Pasa una hora en la que seguimos en aquella dinámica, acompañando de la mejor manera en la que podemos, mientras sentimos su agradecimiento ofreciendo café y contándonos cómo se sienten. Comparten su versión de cómo se enteraron de la muerte. Sahara pensaba que iba a estar bien, al igual que Antonio. Uno de sus hermanos dice que se va a quedar con los tenis con los que lo iban a cremar. Su madre sólo los ve y sonríe de vez en cuando, mientras toma una de las cervezas que Antonio compró después de resolver las cosas.

Mi madre y yo nos vamos para dejarlos descansar. Ya es tarde, y se puede percibir en lo solitario que está la calle, en el olor al frío y en los semáforos parpadeando. Nos despedimos. Antonio aprovecha para fumar lo que no ha fumado en el día.

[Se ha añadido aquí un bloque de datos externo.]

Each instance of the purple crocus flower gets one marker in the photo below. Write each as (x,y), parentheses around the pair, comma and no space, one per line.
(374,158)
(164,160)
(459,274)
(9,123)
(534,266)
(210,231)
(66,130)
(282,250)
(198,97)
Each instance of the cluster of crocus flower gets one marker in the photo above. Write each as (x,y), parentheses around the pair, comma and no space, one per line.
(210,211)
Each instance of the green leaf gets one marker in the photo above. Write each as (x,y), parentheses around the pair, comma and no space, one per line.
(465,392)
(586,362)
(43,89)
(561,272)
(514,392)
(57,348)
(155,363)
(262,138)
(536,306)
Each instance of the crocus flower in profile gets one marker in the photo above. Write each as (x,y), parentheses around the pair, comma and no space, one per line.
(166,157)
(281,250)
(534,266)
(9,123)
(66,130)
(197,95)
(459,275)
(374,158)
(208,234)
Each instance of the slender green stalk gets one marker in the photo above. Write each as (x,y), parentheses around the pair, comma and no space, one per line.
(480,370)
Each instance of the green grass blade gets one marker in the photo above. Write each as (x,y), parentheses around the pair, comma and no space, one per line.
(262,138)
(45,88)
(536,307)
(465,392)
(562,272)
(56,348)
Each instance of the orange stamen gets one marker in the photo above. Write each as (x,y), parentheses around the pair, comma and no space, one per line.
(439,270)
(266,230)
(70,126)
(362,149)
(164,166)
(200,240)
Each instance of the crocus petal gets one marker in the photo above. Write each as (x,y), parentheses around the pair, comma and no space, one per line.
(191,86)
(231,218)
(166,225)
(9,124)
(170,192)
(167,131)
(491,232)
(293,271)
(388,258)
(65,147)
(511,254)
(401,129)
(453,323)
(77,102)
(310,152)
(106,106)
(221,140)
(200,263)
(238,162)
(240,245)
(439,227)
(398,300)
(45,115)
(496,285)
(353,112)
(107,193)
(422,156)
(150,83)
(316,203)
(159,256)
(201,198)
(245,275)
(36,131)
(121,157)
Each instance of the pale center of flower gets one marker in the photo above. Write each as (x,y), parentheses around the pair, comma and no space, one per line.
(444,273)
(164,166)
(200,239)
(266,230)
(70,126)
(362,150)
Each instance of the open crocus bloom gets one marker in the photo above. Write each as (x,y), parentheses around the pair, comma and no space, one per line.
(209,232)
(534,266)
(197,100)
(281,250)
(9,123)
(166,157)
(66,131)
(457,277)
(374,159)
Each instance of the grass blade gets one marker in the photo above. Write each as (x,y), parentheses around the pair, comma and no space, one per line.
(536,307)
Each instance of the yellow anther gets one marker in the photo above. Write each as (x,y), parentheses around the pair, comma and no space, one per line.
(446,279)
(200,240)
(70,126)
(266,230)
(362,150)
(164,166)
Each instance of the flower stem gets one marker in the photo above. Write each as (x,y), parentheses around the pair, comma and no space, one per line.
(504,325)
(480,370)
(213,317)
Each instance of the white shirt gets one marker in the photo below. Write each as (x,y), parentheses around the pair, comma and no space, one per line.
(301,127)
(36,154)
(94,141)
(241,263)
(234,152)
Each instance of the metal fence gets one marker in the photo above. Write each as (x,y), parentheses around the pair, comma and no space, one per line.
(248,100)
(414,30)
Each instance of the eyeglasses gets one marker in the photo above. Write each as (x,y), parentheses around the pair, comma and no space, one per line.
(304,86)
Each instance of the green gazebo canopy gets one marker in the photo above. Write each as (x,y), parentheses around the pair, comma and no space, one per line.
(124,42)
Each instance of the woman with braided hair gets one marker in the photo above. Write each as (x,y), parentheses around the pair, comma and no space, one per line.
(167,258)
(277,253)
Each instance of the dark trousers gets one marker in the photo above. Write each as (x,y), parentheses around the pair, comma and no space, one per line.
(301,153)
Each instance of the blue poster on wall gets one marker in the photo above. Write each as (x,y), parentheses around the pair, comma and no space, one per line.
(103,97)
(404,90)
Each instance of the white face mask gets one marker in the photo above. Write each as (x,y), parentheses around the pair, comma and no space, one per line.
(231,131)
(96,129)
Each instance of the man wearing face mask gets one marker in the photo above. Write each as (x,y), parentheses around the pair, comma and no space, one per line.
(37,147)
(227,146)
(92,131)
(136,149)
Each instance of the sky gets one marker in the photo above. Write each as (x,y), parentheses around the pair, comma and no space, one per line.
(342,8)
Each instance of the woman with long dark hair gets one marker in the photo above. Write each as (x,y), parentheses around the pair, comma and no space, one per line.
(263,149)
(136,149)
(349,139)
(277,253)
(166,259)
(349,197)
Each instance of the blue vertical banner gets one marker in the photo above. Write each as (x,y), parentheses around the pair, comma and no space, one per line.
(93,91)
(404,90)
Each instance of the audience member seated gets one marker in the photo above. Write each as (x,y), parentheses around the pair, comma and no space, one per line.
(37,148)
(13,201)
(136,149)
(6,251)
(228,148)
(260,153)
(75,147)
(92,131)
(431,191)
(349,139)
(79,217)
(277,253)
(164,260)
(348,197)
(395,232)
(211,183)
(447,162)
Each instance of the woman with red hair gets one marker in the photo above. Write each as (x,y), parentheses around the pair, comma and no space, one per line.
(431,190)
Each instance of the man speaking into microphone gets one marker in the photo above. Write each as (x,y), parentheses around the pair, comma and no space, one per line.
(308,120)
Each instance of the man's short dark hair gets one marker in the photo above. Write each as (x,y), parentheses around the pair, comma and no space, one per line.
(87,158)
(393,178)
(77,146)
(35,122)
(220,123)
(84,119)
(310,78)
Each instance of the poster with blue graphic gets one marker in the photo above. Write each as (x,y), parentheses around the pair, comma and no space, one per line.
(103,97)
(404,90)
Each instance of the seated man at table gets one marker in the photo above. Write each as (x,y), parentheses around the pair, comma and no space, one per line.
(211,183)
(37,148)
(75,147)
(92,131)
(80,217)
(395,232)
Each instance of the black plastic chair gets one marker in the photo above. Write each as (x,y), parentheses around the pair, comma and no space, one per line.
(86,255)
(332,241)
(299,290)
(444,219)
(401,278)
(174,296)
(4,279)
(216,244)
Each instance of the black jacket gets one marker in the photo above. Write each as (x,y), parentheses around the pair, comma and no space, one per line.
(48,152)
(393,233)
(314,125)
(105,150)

Decido guardar silencio durante el breve trayecto. Mirando las pequeñas avenidas de la ciudad. Tenía tiempo que no pasaba por esta zona, desde antes de la pandemia. Algunas cosas siguen; otras, ya no, y otras aparecieron como por arte de magia. En los últimos dos años, varias personas cercanas a mí se han ido; ya sea porque dejé de llevarme con ellas o porque era su momento de dejar este mundo. En las estrellas veo sus nombres: David, Andrea, Fernando, Carlos, Andrés, Julieta… Pero también veo los nombres de las personas que han llegado: Luis, Paola, Isa, Gerardo… y me siento feliz. Siento que siempre que alguien se va su presencia se mantiene en nuestro día a día. Y así decido mantener una sonrisa hasta que llego a casa.

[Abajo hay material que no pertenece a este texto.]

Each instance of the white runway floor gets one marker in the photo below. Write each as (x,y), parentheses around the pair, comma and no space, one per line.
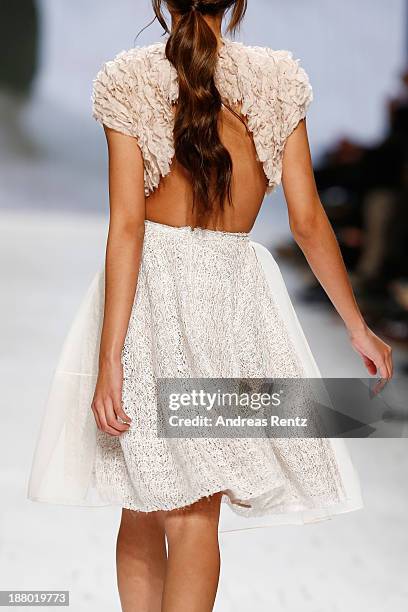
(353,562)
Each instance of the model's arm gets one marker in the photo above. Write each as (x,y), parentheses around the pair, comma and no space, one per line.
(123,255)
(313,233)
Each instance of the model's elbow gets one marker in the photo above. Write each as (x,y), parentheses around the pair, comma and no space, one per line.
(128,228)
(305,228)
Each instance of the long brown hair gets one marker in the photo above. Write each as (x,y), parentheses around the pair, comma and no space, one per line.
(193,51)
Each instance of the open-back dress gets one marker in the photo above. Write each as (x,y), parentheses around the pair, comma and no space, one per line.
(208,303)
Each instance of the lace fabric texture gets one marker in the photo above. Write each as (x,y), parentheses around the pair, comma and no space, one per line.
(134,92)
(203,309)
(207,303)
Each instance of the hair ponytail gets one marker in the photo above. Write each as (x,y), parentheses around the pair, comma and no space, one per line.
(192,49)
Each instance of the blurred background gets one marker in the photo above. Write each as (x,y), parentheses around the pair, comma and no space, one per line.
(53,222)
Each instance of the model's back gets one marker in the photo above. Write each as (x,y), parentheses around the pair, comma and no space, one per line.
(137,94)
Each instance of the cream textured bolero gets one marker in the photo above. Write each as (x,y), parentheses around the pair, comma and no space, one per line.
(134,92)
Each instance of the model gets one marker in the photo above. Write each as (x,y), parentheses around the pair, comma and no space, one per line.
(199,128)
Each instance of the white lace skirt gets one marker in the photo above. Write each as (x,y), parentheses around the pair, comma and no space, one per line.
(207,304)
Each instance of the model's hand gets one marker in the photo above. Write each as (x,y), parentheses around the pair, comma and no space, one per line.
(107,404)
(376,354)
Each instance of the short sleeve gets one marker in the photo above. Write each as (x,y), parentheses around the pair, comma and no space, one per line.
(295,93)
(110,96)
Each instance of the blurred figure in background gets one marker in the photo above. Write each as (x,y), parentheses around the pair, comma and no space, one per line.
(19,42)
(365,193)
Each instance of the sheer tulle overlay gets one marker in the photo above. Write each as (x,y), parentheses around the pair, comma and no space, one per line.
(207,304)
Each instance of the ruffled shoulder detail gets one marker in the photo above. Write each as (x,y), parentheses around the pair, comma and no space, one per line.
(134,93)
(295,91)
(289,95)
(129,96)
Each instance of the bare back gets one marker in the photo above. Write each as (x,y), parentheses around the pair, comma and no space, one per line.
(170,203)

Alexis Mata Ronzón (Xalapa, Veracruz, 2000). Fue cofundador y parte del equipo creativo del Colectivo Umbras (antes Teatro Umbras) de 2020 a 2022, en el que participó como actor, director y compositor para múltiples trabajos audiovisuales. Entre estos se encuentran el cortometraje El acuerdo del ángel (2021) dirigido por David Carax; el metraje La partida (2021) dirigido por Atlalli Alcocer, y el metraje Aire frío (2021), adaptación del cuento de Lovecraft dirigida por Eduardo Da. Guerrero. Su radiodrama Invierno obtuvo una mención honorífica en 2020 y fue publicado en Historias sonoras. Antología de obras del Concurso Nacional de Radioteatro Max Aub (2021). En 2022 recibió una mención por su crónica “Funeral” en el Concurso 53 de Punto de Partida. Actualmente estudia la licenciatura en Literatura Dramática y Teatro en la Facultad de Filosofía y Letras de la UNAM. Es asistente del maestro Artús Chávez en la materia “Dirección 1”, impartida en el CLDyT, y se dedica a la fotografía y a la música de manera independiente.